- Amireh Location within Iran
- Coordinates: 31°14′22″N 48°37′01″E﻿ / ﻿31.23944°N 48.61694°E
- Country: Iran
- Province: Khuzestan
- County: Karun
- District: Central
- City: Rabi

Population (2016)
- • Total: 891
- Time zone: UTC+3:30 (IRST)

= Amireh =

Neighborhood in Khuzestan province, Iran

Amireh (عميره) (Note: Also romanized as ‘Amīreh; also known as Amīrīyeh, Kūt-e ‘Omayr, Kūt-e-‘Omeyr, ‘Omeyr, ‘Omeyreh, Roḩeymeh, and Ruhaimah) is a neighborhood in the city of Rabi of the Central District of Karun County, Khuzestan province, Iran.

==Demographics==
===Population===
At the time of the 2006 National Census, the village's population was 871 in 201 households, when it was in Kut-e Abdollah Rural District of the Central District of Ahvaz County.

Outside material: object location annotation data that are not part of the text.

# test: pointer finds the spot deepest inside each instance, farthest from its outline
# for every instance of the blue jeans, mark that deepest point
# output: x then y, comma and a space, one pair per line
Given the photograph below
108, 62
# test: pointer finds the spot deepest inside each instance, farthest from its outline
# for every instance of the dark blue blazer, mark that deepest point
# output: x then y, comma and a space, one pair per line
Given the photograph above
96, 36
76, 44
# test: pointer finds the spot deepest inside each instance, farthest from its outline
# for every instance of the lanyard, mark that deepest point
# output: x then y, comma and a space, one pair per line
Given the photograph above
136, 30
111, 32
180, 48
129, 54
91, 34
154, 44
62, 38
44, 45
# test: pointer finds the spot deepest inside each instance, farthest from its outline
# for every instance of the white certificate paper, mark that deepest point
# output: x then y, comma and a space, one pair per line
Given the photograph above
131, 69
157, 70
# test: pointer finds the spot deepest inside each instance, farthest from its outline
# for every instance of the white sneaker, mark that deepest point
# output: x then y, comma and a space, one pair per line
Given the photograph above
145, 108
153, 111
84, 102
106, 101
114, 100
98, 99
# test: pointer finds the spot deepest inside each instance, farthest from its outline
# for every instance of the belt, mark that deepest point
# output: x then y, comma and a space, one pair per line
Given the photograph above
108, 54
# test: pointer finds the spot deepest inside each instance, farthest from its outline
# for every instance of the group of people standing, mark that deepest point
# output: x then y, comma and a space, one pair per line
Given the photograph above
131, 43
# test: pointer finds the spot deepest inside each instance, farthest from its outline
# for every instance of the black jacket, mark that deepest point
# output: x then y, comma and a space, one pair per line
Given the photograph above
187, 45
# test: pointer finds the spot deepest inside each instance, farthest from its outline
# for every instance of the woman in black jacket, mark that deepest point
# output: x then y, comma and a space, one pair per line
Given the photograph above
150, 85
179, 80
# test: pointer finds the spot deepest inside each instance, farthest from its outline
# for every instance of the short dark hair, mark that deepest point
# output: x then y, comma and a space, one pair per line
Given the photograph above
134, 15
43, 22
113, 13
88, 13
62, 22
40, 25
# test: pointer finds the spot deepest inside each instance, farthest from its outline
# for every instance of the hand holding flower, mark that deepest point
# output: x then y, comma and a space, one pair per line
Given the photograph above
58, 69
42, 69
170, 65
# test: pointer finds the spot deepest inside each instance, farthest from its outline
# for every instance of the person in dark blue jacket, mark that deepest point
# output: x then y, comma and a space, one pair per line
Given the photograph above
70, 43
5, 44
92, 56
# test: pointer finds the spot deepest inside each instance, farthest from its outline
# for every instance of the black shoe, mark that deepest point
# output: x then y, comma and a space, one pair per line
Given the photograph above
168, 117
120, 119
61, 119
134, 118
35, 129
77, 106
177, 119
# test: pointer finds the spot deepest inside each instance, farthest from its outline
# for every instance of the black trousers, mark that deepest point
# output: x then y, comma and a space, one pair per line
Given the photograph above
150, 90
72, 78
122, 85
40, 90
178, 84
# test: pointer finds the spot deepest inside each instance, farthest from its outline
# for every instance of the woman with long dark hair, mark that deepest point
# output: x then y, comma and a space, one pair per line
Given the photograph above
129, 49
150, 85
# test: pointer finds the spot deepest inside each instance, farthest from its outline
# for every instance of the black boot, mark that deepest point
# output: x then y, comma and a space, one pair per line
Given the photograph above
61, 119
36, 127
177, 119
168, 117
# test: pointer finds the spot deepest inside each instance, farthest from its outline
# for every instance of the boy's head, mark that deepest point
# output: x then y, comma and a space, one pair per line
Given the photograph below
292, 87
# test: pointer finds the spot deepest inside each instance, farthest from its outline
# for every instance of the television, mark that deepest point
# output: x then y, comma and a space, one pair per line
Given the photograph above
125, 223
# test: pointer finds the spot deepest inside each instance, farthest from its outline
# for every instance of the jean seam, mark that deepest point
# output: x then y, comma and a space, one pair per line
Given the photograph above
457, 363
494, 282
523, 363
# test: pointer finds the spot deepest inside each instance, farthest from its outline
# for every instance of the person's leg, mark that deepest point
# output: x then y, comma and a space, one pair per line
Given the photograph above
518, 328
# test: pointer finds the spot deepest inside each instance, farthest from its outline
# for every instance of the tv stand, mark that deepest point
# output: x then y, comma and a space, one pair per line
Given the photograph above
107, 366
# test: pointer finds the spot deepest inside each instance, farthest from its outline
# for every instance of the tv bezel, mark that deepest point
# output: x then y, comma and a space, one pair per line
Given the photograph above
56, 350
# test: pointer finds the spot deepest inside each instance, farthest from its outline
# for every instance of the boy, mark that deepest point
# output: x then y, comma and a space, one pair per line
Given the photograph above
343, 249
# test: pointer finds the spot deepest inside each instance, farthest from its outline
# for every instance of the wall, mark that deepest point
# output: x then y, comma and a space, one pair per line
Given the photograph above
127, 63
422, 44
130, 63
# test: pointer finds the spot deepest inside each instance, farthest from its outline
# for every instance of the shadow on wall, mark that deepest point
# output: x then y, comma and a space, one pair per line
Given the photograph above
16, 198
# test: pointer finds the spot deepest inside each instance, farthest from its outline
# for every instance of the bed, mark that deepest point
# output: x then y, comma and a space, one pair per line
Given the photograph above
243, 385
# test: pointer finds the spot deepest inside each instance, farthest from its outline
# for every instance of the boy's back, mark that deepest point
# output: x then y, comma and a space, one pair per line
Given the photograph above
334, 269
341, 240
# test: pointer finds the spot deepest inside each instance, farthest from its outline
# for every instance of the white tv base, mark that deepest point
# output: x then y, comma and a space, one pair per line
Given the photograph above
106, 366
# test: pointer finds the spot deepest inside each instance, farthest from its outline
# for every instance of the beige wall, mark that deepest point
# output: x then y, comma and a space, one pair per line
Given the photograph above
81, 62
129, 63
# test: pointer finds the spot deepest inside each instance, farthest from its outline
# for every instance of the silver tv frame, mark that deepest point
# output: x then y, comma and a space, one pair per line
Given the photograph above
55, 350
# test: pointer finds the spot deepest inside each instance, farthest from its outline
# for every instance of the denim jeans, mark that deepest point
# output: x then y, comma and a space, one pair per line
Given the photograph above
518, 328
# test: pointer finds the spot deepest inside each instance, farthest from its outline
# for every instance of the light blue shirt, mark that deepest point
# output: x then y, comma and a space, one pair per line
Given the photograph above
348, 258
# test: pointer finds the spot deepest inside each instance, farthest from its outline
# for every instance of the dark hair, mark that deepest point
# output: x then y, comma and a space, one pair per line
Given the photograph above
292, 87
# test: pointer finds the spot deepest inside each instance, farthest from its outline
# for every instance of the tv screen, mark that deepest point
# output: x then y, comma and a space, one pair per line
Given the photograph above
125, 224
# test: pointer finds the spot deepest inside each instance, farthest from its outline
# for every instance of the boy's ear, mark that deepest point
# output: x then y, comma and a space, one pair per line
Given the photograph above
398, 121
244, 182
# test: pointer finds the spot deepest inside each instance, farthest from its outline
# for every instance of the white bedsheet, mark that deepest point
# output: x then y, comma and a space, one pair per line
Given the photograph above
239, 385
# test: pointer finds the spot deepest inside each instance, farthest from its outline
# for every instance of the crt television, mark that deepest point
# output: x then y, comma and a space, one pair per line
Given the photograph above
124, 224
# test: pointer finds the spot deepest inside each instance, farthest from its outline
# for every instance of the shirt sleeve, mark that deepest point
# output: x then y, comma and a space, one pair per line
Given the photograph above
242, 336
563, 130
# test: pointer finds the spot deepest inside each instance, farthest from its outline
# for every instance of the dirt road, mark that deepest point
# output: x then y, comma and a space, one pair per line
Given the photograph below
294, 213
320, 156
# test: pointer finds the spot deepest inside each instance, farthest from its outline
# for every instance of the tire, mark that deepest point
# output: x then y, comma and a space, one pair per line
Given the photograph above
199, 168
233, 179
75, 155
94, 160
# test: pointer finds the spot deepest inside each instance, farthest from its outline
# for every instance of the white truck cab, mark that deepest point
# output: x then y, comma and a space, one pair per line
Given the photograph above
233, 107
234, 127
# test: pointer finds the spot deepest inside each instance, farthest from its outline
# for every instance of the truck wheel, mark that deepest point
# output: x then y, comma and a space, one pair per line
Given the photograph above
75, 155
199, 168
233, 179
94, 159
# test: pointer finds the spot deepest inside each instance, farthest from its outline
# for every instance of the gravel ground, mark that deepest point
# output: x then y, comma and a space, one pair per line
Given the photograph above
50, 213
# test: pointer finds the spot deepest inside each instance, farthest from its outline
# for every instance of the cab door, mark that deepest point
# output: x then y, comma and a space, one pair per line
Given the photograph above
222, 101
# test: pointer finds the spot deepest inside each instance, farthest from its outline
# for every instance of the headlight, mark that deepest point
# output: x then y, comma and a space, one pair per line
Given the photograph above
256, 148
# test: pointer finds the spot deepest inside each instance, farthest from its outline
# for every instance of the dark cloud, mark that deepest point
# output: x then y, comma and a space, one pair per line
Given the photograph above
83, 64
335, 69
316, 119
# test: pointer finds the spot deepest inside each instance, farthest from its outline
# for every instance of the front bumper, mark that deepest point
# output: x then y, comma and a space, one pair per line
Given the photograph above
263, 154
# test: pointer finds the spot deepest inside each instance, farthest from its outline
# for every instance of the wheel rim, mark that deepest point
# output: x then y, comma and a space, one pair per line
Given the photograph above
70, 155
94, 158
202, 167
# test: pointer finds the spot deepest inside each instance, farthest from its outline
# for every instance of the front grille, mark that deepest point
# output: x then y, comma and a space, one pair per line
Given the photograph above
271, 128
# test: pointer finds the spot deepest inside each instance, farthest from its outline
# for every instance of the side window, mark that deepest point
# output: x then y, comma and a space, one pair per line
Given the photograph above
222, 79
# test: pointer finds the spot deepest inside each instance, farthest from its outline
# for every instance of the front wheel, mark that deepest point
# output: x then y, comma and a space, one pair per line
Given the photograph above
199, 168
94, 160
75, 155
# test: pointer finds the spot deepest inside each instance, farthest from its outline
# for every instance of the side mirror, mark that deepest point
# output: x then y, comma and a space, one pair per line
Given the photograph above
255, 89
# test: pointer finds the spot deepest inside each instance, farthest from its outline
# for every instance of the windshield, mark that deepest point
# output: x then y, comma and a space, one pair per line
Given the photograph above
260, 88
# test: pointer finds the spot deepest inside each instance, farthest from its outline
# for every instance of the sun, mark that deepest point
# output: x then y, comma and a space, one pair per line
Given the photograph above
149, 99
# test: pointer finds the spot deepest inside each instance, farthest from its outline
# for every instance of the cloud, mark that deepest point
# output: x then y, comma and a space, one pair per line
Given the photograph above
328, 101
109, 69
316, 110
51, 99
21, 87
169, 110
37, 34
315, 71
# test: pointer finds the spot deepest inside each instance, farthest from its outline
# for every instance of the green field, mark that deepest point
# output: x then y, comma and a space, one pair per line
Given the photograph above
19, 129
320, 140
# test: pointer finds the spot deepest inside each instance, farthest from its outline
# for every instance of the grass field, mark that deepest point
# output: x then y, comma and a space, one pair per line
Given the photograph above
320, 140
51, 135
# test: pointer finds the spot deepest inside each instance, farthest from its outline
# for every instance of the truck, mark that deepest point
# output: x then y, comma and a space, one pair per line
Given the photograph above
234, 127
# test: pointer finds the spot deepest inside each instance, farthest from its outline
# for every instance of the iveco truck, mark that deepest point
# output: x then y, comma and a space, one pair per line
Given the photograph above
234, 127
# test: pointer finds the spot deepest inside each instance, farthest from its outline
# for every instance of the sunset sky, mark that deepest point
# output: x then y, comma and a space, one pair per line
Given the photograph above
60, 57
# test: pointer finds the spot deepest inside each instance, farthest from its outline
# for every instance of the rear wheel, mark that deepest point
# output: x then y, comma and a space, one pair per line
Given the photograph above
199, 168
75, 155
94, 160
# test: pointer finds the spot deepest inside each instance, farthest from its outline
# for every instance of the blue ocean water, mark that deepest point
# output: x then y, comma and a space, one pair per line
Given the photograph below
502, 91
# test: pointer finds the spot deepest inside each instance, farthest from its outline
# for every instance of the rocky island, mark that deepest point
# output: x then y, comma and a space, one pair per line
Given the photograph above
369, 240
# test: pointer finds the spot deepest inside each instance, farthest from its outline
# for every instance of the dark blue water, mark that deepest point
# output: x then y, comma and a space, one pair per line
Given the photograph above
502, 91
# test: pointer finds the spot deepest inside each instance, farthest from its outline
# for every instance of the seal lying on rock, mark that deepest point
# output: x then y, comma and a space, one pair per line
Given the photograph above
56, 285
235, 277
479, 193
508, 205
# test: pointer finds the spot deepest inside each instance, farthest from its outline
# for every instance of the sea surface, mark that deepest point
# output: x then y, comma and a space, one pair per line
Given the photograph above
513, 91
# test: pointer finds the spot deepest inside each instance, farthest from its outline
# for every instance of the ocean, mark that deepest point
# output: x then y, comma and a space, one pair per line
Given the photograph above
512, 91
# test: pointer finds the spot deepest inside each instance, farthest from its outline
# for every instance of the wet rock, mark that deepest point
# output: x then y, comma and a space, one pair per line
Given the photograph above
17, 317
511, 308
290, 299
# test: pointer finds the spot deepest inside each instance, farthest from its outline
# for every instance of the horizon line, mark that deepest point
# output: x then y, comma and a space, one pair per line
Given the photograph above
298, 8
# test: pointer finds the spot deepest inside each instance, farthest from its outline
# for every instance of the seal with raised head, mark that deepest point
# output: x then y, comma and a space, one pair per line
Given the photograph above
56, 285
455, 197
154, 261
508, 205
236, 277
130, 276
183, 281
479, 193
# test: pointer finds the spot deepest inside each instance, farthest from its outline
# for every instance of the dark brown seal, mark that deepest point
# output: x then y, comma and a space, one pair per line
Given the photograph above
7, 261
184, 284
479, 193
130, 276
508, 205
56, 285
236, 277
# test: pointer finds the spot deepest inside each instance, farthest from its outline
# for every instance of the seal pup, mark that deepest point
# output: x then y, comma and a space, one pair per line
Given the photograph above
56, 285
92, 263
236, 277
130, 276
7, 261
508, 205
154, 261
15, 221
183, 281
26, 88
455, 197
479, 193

The following census in 2011 counted 981 people in 238 households, The 2016 census measured the population of the village as 891 people in 277 households, by which time the rural district had been separated from the county in the establishment of Karun County and was transferred to the new Central District.

In 2017, the villages of Abu Dabis, Amireh, Jongiyeh, and Kuy-e Vali Aser were merged to form the new city of Rabi.